Pomysł, aby kobieta mająca więcej niż jedno dziecko, zachowała prawo do przechodzenia na emeryturę w wieku 60 lat, przy obowiązujących przepisach, należy uznać za bezsensowny. Kobieta która urodzi dziecko traci najwięcej gdy korzysta z urlopu wychowawczego (ze składami naliczanymi od minimalnego wynagrodzenia). Dwa urlopy – konsekwencje urodzenia dziecka - mówiąc obrazowo, rujnują przyszłość emerytalną kobiety.
Analizując propozycję premiera Pawlaka, realnym jej rozwinięciem powinno być podniesienie wieku emerytalnego kobiet np. do 62 roku życia.
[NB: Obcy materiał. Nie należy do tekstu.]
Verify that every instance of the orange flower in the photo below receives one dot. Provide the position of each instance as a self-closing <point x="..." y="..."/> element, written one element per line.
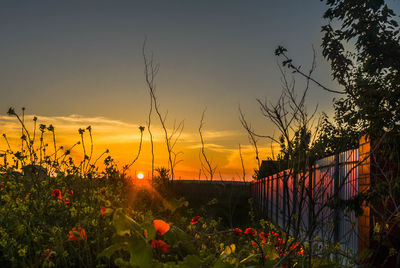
<point x="103" y="210"/>
<point x="50" y="254"/>
<point x="237" y="231"/>
<point x="161" y="226"/>
<point x="250" y="232"/>
<point x="195" y="220"/>
<point x="56" y="193"/>
<point x="160" y="245"/>
<point x="77" y="234"/>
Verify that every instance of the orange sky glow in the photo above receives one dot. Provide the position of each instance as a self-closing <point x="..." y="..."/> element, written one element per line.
<point x="122" y="139"/>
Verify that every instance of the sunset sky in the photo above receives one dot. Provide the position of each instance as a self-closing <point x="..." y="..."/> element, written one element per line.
<point x="79" y="63"/>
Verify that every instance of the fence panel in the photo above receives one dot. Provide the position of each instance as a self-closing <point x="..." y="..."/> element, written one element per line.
<point x="278" y="197"/>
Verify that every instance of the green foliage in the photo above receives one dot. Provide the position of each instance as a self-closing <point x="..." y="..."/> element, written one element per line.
<point x="369" y="70"/>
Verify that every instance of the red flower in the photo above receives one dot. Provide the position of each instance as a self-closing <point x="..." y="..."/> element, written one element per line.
<point x="237" y="232"/>
<point x="76" y="234"/>
<point x="103" y="210"/>
<point x="160" y="245"/>
<point x="145" y="233"/>
<point x="56" y="193"/>
<point x="50" y="254"/>
<point x="250" y="232"/>
<point x="263" y="235"/>
<point x="161" y="226"/>
<point x="195" y="220"/>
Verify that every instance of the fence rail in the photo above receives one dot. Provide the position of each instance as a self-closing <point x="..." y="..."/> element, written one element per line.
<point x="285" y="196"/>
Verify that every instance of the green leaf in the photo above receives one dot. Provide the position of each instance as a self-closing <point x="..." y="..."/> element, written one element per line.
<point x="124" y="224"/>
<point x="141" y="254"/>
<point x="251" y="257"/>
<point x="150" y="231"/>
<point x="270" y="251"/>
<point x="108" y="252"/>
<point x="221" y="264"/>
<point x="190" y="261"/>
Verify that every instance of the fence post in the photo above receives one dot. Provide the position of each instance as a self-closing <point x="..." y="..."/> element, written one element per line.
<point x="364" y="179"/>
<point x="277" y="200"/>
<point x="285" y="189"/>
<point x="267" y="198"/>
<point x="336" y="184"/>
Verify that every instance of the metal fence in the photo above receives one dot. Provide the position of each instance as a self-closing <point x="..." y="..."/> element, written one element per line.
<point x="287" y="195"/>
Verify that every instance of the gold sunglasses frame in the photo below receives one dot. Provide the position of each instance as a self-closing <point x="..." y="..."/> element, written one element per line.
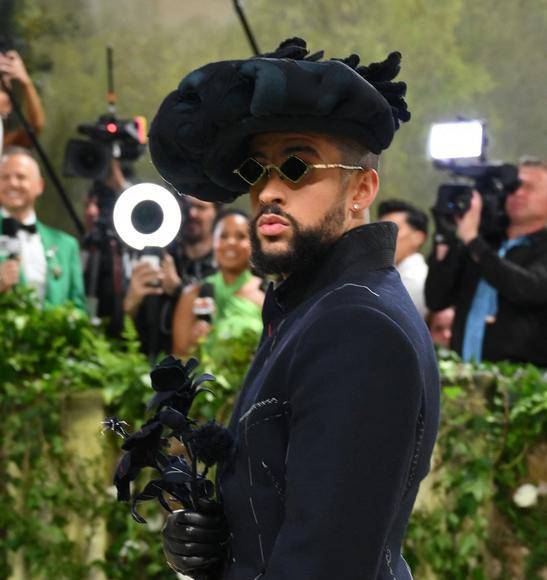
<point x="270" y="166"/>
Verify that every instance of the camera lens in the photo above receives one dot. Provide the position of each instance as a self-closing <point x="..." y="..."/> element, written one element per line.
<point x="147" y="216"/>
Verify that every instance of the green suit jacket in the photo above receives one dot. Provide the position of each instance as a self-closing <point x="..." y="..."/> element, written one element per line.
<point x="64" y="281"/>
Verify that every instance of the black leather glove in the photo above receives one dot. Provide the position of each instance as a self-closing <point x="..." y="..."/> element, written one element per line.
<point x="195" y="543"/>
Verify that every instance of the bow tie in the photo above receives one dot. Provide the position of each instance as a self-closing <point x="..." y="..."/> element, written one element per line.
<point x="12" y="226"/>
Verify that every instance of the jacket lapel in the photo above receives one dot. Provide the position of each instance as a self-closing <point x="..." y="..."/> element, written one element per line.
<point x="52" y="260"/>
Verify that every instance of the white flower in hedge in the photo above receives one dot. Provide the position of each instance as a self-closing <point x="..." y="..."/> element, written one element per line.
<point x="526" y="495"/>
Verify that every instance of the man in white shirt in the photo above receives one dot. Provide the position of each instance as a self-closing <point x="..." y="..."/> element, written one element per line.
<point x="34" y="254"/>
<point x="410" y="263"/>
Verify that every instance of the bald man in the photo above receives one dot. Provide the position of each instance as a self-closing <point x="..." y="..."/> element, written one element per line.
<point x="32" y="253"/>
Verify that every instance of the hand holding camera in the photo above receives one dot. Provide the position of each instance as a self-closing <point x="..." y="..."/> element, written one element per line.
<point x="12" y="68"/>
<point x="145" y="281"/>
<point x="468" y="224"/>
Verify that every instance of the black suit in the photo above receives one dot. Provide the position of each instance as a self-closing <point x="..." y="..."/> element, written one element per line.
<point x="335" y="424"/>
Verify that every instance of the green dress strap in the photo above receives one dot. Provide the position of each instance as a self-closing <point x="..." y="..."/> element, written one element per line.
<point x="225" y="293"/>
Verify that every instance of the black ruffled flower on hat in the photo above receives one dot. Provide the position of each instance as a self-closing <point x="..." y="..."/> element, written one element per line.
<point x="201" y="131"/>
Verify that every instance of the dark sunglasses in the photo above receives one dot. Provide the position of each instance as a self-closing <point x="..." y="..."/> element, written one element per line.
<point x="292" y="169"/>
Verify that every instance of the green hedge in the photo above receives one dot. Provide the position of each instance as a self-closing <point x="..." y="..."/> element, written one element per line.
<point x="494" y="417"/>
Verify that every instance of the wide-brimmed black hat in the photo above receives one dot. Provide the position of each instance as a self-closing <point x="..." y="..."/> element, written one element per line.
<point x="201" y="131"/>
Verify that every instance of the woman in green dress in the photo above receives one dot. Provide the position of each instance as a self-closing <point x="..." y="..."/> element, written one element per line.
<point x="237" y="295"/>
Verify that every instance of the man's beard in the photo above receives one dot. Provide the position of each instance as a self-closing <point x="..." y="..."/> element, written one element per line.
<point x="307" y="247"/>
Musi to być jednak połączone z wprowadzeniem odpowiednich warunków do skorzystania z takiej możliwości. Jednym z pomysłów jest zaproponowanie dodatkowych bonusów.
[-------]
Wprowadzenie takich bonusów powinno być rozpatrywane wyłącznie w wymiarze uczciwości zasad obowiązującego systemu a nie zachęt do rodzenia dzieci. Aktualnie urodzenie dziecka powoduje realne straty w przyszłej wysokości emerytury nie tylko w porównaniu do mężczyzn, ale nawet do kobiet, które nie będą miały dzieci lub będą miały ich mniej.
Co więcej, gdy kobieta rodząca dziecko traci na emeryturze, wszyscy inni na tym zyskują. Trzeba bowiem wiedzieć, że przyszła emerytura zależy nie tylko od sumy wpłat wniesionych na I i II filar, ale także od tego w jakim tempie będzie zwiększała się ich wartość w okresie gromadzenia. Aż 2/3 składek emerytalnych (12,22% z 19,52%) wnosimy na konto w I filarze, w którym tempo wzrostu wartości składek, tzw. stopa waloryzacji, zależy w dużym stopniu od liczby osób, które w danym momencie opłacają składki.
Na urodzeniu dziecka zarobi więc w przyszłości budżet państwa, a także pozostali płatnicy składek w postaci wyższej stopy waloryzacji w I filarze (na skutek większej liczby opłacających składki), natomiast matka przyszłego płatnika składek emerytalnych ponosi znaczące straty. Ten absurd systemowy powinien zostać jak najszybciej usunięty.